La Silla Observatory (credit: ESO)

Astronomers have discovered more than 50 new exoplanets orbiting nearby stars, including sixteen super-Earths (planets with a mass between one and ten times that of the Earth).

They used the HARPS spectrograph on the 3.6-metre telescope at ESO‘s La Silla Observatory in Chile, the world’s most successful planet finder.

One of the recently announced newly discovered planets, HD 85512 b, is estimated to be only 3.6 times the mass of the Earth and is located at the edge of the habitable zone — a narrow zone around a star in which water may be present in liquid form if conditions are right.

“In the coming ten to twenty years we should have the first list of potentially habitable planets in the Sun’s neighbourhood.
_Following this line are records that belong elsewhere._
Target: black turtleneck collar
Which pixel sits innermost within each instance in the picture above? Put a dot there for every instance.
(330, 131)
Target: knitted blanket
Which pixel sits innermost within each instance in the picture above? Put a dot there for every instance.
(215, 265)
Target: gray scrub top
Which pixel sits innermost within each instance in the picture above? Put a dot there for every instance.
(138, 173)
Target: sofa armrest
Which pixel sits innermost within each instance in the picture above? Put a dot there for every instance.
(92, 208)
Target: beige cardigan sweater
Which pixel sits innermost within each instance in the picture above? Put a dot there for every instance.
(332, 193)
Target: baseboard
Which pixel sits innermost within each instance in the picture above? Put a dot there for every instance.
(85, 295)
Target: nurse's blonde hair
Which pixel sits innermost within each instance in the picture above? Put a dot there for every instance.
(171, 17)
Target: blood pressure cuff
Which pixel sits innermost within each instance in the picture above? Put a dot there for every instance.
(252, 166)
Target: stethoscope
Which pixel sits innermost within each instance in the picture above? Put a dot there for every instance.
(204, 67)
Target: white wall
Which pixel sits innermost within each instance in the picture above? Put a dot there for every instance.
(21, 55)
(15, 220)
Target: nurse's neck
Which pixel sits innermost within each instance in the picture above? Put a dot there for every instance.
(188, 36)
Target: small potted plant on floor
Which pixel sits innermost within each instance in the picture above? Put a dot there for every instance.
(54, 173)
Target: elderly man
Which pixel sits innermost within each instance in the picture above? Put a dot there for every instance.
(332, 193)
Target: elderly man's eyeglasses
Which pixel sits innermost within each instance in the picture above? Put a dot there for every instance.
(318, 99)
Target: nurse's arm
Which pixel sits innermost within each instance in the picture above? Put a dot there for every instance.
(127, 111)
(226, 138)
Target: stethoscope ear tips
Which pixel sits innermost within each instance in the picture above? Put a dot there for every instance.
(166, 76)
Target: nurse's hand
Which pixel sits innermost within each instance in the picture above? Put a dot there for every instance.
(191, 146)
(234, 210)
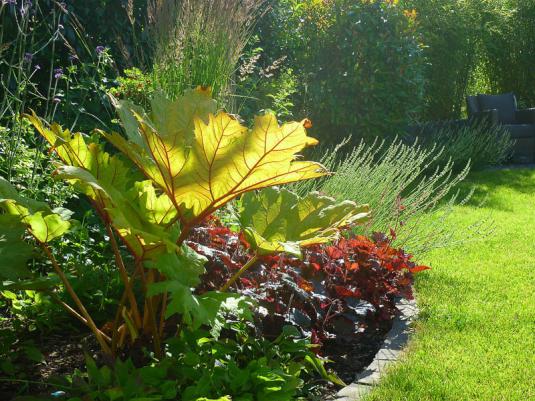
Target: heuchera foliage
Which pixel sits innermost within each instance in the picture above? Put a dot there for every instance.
(332, 291)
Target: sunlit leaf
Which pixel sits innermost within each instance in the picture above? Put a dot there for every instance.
(14, 252)
(41, 221)
(278, 220)
(201, 160)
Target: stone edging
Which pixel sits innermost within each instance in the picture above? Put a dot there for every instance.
(393, 345)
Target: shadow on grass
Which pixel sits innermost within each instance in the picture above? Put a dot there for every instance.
(487, 184)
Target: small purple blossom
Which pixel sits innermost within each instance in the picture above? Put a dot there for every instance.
(26, 4)
(58, 73)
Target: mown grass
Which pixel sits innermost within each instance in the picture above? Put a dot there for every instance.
(475, 337)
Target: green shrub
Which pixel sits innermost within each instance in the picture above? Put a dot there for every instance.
(407, 195)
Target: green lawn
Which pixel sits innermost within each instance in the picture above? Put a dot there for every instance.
(475, 338)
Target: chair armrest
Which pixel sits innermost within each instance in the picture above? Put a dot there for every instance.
(526, 116)
(490, 116)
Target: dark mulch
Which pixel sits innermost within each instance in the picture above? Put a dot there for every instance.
(62, 355)
(65, 353)
(350, 356)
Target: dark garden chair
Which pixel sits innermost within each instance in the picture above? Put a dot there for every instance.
(502, 110)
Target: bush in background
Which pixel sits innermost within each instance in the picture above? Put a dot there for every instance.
(358, 63)
(199, 43)
(474, 47)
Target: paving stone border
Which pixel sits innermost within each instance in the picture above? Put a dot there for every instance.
(393, 345)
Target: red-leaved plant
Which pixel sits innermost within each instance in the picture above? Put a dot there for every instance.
(333, 291)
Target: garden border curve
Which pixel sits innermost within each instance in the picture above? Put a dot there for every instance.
(394, 343)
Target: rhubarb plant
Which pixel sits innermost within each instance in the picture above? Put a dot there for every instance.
(175, 166)
(279, 221)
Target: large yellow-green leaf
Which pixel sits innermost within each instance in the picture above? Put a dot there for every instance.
(201, 160)
(133, 207)
(14, 252)
(277, 220)
(41, 221)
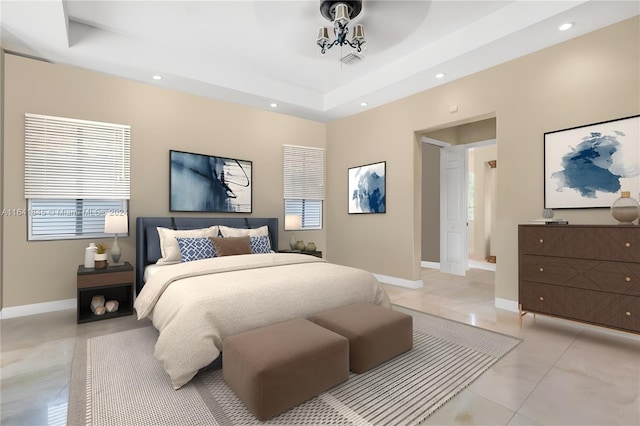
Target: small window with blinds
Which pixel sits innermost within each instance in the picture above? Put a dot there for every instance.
(303, 171)
(76, 171)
Making such a list is essential before future experiments can search for possible spectroscopic signatures of life in the exoplanet atmospheres,” says HARPS team leader Michel Mayor of the University of Geneva, who discovered the first-ever exoplanet around a normal star in 1995.

HARPS measures the radial velocity of a star with extraordinary precision. A planet in orbit around a star causes the star to regularly move towards and away from a distant observer on Earth.

Due to the Doppler effect, this radial velocity change induces a shift of the star’s spectrum towards longer wavelengths as it moves away (called a redshift) and a blueshift (towards shorter wavelengths) as it approaches. This tiny shift of the star’s spectrum can be measured with a high-precision spectrograph such as HARPS and used to infer the presence of a planet.

The planets found by HARPS are around stars close to the Sun. This makes them better targets for many kinds of additional follow-up observations.